Seul un vieil homme, ayant du mal à se déplacer, gardait la pagode Leifeng. Nous avons frappé longuement à la porte avant qu'il ne vienne enfin ouvrir, en boitant.
Après avoir ouvert la porte, il nous a jeté un coup d'œil et a dit d'une voix rauque : « Vous êtes venus ? »
Nous avons hoché la tête ensemble.
Il recula d'un pas. « Alors entrez ! »
Zhang Zhengqiu et moi avons échangé un regard. Savait-il que nous venions ?
Il tituba jusqu'à une petite cabane à côté de la tour, en disant en marchant : « Allons grimper à la tour ! »
Zhang Zhengqiu a ri et a dit : « Quel vieil homme étrange ! »
J'ai souri et je n'ai rien dit.
---janeadam
Réponse [39]
: J’ai senti la tour vibrer à chaque marche que je montais. C’est un miracle qu’une tour aussi délabrée tienne encore debout.
J'arrivai enfin au dernier étage, mais le soleil avait déjà disparu.
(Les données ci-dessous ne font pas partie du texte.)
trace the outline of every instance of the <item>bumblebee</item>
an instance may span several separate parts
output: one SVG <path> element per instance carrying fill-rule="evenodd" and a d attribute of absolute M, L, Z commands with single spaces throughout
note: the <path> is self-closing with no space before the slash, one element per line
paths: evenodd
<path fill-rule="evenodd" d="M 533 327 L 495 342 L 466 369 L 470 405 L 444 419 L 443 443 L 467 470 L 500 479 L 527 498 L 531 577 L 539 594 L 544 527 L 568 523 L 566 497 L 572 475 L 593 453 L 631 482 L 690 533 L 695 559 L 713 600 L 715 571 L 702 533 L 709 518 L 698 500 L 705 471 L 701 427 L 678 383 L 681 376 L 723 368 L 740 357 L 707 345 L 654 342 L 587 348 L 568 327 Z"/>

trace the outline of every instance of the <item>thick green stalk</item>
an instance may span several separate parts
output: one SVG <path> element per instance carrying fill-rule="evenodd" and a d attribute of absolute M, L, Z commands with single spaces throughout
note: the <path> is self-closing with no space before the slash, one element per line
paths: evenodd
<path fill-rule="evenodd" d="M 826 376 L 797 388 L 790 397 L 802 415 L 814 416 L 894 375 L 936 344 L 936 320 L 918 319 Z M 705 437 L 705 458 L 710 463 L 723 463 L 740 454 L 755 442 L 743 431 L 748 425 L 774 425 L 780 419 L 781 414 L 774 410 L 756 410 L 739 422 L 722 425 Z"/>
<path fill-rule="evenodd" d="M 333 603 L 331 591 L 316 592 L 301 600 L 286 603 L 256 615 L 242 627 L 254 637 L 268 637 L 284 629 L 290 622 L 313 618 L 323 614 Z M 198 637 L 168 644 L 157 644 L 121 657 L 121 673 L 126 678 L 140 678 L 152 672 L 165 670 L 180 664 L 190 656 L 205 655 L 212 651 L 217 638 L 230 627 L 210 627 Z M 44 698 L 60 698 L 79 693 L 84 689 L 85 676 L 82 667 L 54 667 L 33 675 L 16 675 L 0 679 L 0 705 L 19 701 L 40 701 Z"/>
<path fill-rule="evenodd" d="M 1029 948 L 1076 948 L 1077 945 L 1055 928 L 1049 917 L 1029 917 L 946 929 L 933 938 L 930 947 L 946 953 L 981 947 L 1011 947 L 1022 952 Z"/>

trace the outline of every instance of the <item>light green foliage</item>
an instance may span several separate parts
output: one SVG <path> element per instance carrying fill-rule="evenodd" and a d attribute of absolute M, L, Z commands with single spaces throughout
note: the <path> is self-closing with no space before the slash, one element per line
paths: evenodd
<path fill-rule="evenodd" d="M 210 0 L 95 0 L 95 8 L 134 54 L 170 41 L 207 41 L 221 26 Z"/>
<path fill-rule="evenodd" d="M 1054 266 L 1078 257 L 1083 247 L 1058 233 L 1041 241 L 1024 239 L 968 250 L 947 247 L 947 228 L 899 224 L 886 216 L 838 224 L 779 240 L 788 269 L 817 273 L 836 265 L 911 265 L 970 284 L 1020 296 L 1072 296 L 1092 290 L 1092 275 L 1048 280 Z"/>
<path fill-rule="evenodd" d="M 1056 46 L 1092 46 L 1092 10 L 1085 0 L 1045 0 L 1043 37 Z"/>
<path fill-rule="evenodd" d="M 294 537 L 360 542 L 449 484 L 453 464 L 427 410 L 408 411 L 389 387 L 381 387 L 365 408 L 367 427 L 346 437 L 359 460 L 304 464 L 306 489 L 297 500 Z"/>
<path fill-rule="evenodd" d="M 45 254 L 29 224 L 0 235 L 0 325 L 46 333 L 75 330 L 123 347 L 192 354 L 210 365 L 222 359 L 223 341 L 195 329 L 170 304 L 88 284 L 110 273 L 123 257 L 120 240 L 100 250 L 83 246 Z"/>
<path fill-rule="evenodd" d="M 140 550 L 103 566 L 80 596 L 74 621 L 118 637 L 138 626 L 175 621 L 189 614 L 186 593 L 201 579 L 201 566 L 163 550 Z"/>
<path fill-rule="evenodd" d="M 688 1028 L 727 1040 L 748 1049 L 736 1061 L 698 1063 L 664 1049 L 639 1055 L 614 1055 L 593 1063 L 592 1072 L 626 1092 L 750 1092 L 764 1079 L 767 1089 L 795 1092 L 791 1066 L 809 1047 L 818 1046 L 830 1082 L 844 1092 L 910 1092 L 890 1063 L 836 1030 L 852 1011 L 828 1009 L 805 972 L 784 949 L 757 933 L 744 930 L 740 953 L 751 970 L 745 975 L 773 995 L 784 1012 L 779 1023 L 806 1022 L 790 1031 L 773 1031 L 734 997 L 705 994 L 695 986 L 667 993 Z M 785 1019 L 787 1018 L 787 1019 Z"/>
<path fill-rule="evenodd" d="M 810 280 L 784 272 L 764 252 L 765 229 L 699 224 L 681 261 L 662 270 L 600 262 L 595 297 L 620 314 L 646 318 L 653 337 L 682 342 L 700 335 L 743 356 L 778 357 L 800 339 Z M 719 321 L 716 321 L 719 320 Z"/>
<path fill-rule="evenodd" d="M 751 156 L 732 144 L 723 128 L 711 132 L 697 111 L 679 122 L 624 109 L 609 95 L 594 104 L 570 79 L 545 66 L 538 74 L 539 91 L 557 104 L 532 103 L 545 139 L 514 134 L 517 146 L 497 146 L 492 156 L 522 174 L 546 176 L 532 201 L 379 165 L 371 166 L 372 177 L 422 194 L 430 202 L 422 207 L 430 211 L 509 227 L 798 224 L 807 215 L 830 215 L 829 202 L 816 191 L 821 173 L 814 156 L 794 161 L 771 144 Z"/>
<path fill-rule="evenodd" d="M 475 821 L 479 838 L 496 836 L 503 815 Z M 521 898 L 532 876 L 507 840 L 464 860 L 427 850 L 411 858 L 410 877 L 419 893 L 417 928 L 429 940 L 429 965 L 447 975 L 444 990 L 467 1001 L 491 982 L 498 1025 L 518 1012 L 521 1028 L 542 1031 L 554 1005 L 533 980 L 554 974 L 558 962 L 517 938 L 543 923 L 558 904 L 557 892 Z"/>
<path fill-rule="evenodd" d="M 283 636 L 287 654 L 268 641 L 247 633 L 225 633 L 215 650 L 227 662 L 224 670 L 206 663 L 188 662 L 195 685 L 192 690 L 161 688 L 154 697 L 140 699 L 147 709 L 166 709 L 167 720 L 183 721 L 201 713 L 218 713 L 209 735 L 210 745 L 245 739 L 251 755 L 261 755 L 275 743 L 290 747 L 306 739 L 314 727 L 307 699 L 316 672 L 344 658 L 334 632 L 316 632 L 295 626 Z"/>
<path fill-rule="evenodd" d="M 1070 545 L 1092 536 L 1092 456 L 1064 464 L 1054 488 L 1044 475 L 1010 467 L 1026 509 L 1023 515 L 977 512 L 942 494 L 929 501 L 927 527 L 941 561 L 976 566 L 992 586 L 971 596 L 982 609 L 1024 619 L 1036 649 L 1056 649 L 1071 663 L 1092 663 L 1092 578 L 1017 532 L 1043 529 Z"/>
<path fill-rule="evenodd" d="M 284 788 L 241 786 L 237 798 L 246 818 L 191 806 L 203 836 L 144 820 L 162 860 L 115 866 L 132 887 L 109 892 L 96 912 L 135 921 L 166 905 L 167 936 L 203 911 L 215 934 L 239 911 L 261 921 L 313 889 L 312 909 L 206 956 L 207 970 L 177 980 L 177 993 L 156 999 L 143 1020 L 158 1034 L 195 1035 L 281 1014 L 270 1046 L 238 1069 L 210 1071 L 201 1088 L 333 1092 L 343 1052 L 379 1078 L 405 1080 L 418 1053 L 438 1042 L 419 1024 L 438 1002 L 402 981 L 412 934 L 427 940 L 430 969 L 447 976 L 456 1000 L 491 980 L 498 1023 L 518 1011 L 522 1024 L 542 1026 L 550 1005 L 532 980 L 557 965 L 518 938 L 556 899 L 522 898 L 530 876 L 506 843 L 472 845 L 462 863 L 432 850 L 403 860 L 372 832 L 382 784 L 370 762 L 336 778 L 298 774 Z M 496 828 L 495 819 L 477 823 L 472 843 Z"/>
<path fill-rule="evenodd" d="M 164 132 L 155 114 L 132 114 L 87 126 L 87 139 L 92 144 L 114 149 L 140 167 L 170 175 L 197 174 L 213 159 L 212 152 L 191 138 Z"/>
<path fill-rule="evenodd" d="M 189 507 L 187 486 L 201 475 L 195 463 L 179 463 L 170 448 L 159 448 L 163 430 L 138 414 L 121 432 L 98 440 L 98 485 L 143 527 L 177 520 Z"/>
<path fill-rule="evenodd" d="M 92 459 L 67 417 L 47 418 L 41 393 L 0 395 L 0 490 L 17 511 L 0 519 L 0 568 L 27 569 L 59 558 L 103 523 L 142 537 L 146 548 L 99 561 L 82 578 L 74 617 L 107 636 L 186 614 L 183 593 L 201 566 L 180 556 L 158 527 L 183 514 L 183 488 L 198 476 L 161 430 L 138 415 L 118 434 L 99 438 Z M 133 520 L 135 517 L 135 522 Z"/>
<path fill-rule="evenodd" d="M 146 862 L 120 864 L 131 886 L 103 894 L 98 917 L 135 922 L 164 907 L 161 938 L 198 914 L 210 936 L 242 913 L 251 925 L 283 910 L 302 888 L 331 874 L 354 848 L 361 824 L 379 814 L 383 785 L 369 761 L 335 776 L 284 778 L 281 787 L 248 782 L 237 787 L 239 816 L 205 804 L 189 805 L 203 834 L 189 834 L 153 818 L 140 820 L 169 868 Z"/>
Il semblait que ce bref rayon de soleil n'avait d'autre but que de me permettre d'admirer une dernière fois le coucher de soleil sur la pagode Leifeng.
Les collines verdoyantes se sont couvertes de neige, le temps d'une seule nuit ; plus de mille ans ont passé, et pourtant je n'ai pas pris une ride. Devant moi s'étend le paysage familier du lac et des montagnes ; jadis, je naviguais sur ce lac avec Liu Yi, mais où est-il à présent ?
Une oie sauvage se posa un instant sur la neige, puis s'envola aussitôt, disparaissant sans laisser de trace. À quoi ressemble la vie partout
? Elle devrait être comme cette oie sauvage qui foule la neige. Une trace éphémère demeure dans la boue, mais l'oie s'envole, à jamais oubliée.